Pentingnya Menjadi Qawwam

Setiap ar-rijal harus berusaha untuk menjadi seorang qawwam bersama isterinya. Demikian pula setiap perempuan harus berusaha menjadi shalihah bagi suaminya dan membantu menjadikannya seorang qawwam. Manakala suaminya seorang ar-rijal yang mengenal Allah, hendaknya seorang isteri berusaha menjadikan suaminya sebagai seorang qawwam bagi umatnya. Dirinya harus melapangkan hati bagi pemahaman yang diterima suaminya, dan kemudian mengikuti petunjuk yang dipahami suaminya. Perbantahan atau penyangkalan terhadap suami ar-rijal mempunyai bobot kerusakan lebih besar daripada bersuami laki-laki biasa.

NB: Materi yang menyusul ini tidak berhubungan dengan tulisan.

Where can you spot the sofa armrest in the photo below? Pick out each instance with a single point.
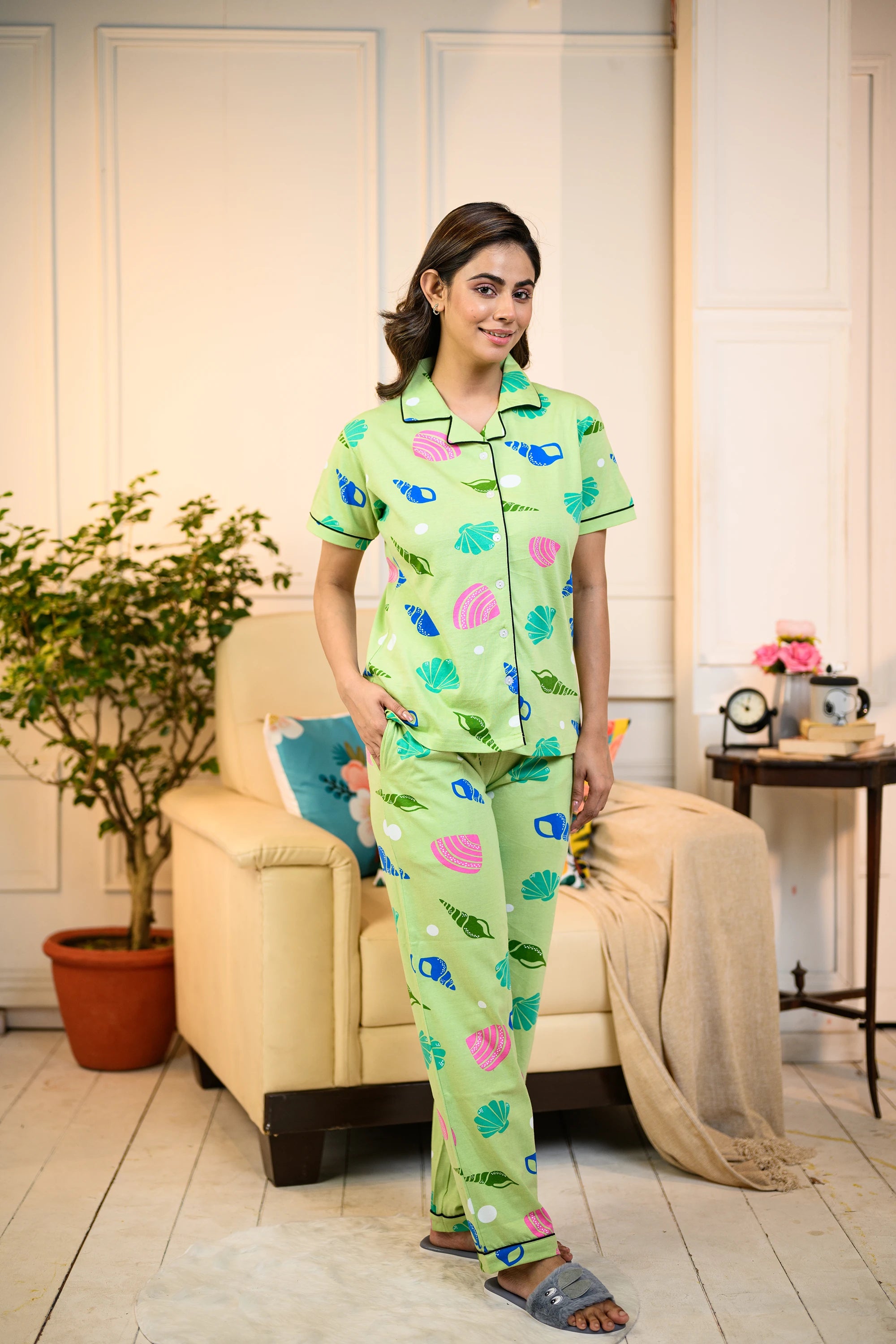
(253, 834)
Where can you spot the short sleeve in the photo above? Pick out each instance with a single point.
(342, 511)
(606, 499)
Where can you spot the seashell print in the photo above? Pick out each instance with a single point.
(350, 492)
(422, 620)
(439, 675)
(409, 746)
(530, 771)
(539, 624)
(478, 728)
(433, 447)
(417, 562)
(464, 789)
(388, 866)
(552, 685)
(474, 607)
(527, 955)
(540, 886)
(472, 925)
(540, 455)
(524, 1014)
(474, 538)
(461, 854)
(491, 1046)
(492, 1119)
(539, 1223)
(543, 550)
(416, 494)
(547, 746)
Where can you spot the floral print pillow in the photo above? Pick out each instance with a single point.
(322, 773)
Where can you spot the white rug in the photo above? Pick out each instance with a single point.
(338, 1281)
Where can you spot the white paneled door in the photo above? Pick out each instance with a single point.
(202, 209)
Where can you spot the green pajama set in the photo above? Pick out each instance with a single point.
(470, 803)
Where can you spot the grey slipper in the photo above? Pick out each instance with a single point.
(426, 1245)
(566, 1291)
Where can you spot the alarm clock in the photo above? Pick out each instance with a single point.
(747, 711)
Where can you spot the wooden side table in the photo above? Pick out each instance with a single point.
(745, 769)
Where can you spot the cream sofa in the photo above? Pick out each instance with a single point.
(291, 988)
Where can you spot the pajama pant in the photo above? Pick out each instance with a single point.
(473, 847)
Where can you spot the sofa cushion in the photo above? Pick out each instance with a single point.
(574, 983)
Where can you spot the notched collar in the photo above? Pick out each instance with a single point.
(424, 404)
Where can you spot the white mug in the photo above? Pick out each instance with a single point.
(837, 699)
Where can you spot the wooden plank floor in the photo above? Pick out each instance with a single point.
(107, 1176)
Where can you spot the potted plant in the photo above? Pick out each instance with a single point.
(108, 650)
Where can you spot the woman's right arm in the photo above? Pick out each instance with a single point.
(336, 627)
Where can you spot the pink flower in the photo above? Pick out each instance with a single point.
(766, 655)
(800, 656)
(355, 776)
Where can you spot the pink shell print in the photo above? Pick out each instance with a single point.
(543, 550)
(444, 1128)
(489, 1047)
(539, 1223)
(433, 447)
(474, 605)
(462, 854)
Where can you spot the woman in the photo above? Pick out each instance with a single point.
(493, 496)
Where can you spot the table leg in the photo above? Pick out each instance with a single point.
(872, 892)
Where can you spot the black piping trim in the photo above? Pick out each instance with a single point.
(507, 551)
(609, 514)
(340, 531)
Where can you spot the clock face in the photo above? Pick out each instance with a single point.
(747, 709)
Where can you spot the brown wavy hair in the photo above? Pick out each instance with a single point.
(413, 330)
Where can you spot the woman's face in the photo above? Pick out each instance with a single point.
(488, 306)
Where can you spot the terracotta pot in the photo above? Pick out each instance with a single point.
(117, 1007)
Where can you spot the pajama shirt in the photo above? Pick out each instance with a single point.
(470, 803)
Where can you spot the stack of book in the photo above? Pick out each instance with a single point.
(823, 741)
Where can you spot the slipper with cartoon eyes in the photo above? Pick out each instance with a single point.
(564, 1291)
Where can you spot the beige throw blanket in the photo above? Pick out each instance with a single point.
(680, 887)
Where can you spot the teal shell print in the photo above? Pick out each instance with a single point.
(547, 746)
(540, 886)
(472, 925)
(404, 801)
(422, 620)
(439, 675)
(474, 538)
(354, 433)
(552, 685)
(409, 746)
(531, 414)
(433, 1051)
(417, 562)
(527, 955)
(492, 1119)
(528, 771)
(539, 624)
(524, 1014)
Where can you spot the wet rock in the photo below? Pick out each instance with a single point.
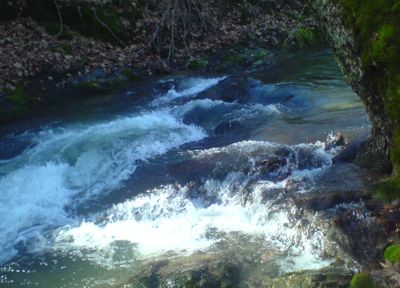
(349, 153)
(337, 141)
(312, 279)
(317, 201)
(228, 127)
(272, 165)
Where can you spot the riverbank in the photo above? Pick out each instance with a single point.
(43, 51)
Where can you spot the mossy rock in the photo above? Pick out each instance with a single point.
(16, 103)
(376, 25)
(243, 58)
(389, 189)
(362, 280)
(392, 254)
(8, 10)
(197, 64)
(305, 37)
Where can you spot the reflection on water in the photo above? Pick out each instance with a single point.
(194, 173)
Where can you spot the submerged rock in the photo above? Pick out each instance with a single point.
(312, 279)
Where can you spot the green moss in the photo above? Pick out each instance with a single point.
(20, 102)
(362, 280)
(104, 22)
(376, 24)
(8, 10)
(392, 254)
(246, 57)
(131, 74)
(67, 48)
(197, 64)
(93, 88)
(306, 37)
(389, 189)
(18, 96)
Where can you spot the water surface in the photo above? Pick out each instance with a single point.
(174, 167)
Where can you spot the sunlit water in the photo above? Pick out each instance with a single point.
(83, 203)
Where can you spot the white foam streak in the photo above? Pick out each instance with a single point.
(191, 87)
(88, 160)
(165, 220)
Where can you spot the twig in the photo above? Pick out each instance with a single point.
(108, 28)
(60, 18)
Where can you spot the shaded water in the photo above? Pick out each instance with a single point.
(177, 167)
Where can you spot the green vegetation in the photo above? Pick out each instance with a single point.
(388, 189)
(8, 10)
(377, 27)
(362, 280)
(197, 63)
(103, 22)
(19, 101)
(306, 37)
(392, 254)
(246, 57)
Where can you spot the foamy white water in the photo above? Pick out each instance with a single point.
(86, 159)
(190, 87)
(166, 219)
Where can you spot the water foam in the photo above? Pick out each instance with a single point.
(188, 88)
(169, 218)
(87, 160)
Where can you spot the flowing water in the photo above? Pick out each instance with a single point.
(180, 166)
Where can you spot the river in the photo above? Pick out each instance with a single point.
(184, 167)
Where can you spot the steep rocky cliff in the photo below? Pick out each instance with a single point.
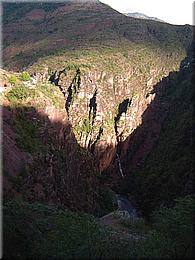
(94, 75)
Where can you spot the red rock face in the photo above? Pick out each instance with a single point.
(13, 157)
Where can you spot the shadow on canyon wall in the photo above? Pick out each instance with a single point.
(156, 158)
(43, 162)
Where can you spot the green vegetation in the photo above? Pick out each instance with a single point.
(20, 93)
(37, 230)
(172, 236)
(13, 79)
(28, 137)
(25, 76)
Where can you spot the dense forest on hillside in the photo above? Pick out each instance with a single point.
(97, 120)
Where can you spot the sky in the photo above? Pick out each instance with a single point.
(171, 11)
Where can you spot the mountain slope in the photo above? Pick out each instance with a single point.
(143, 16)
(77, 24)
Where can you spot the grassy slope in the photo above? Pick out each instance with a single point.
(76, 25)
(39, 231)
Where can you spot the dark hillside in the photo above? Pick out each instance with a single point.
(33, 30)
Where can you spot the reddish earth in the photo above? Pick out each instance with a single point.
(36, 14)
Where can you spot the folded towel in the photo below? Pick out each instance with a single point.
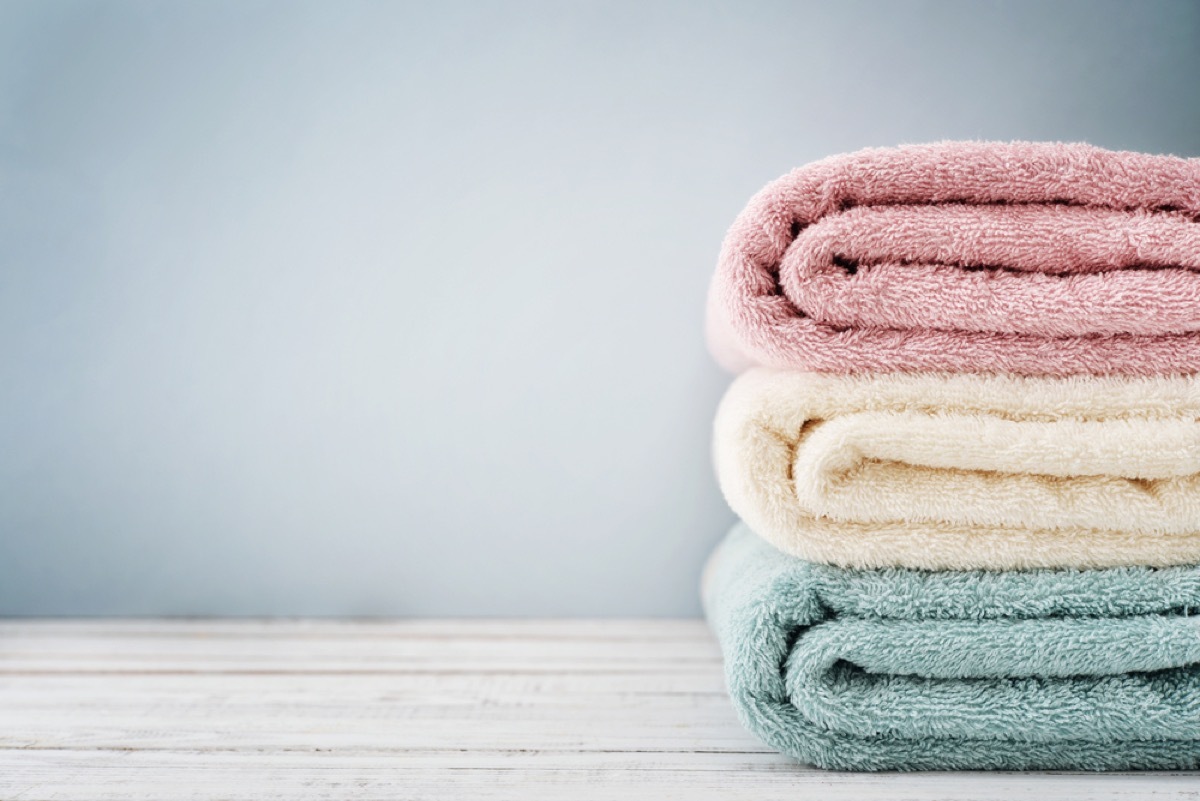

Banyak kerusakan yang terjadi manakala seorang ar-rijal tidak berhasil menjadi qawwam di antara umatnya. Secara tersirat Rasulullah SAW menerangkan paket kerusakan yang akan terjadi bilamana ada kegagalan membangun qawwam  dalam sebuah hadits tentang tanda-tanda as-sa’ah.
Rasulullah SAW bersabda :
:مِنْ أَشْرَاطِ السَّاعَةِ أَنْ يَقِلَّ الْعِلْمُ وَيَظْهَرَ الْجَهْلُ وَيَظْهَرَ الزِّنَا وَتَكْثُرَ النِّسَاءُ وَيَقِلَّ الرِّجَالُ حَتَّى يَكُونَ لِخَمْسِينَ امْرَأَةً الْقَيِّمُ الْوَاحِدُ
Di antara tanda-tanda as-sa’ah adalah berkurangnya ilmu dan dzahirnya kebodohan, tampak zina dan wanita menjadi banyak, sedangkan lelaki menjadi sedikit, hingga terjadi bagi lima puluh wanita hanya memperoleh satu laki-laki yang menegakkan. (Mutafaqun ‘alaihi).
Fenomena berkurangnya ilmu, mendzahirnya kebodohan, menampaknya zina, sedikitnya ar-rijal dan banyaknya perempuan merupakan fenomena-fenomena yang terkait dengan kegagalan seorang ar-rijal menjadi qawwam di antara umatnya.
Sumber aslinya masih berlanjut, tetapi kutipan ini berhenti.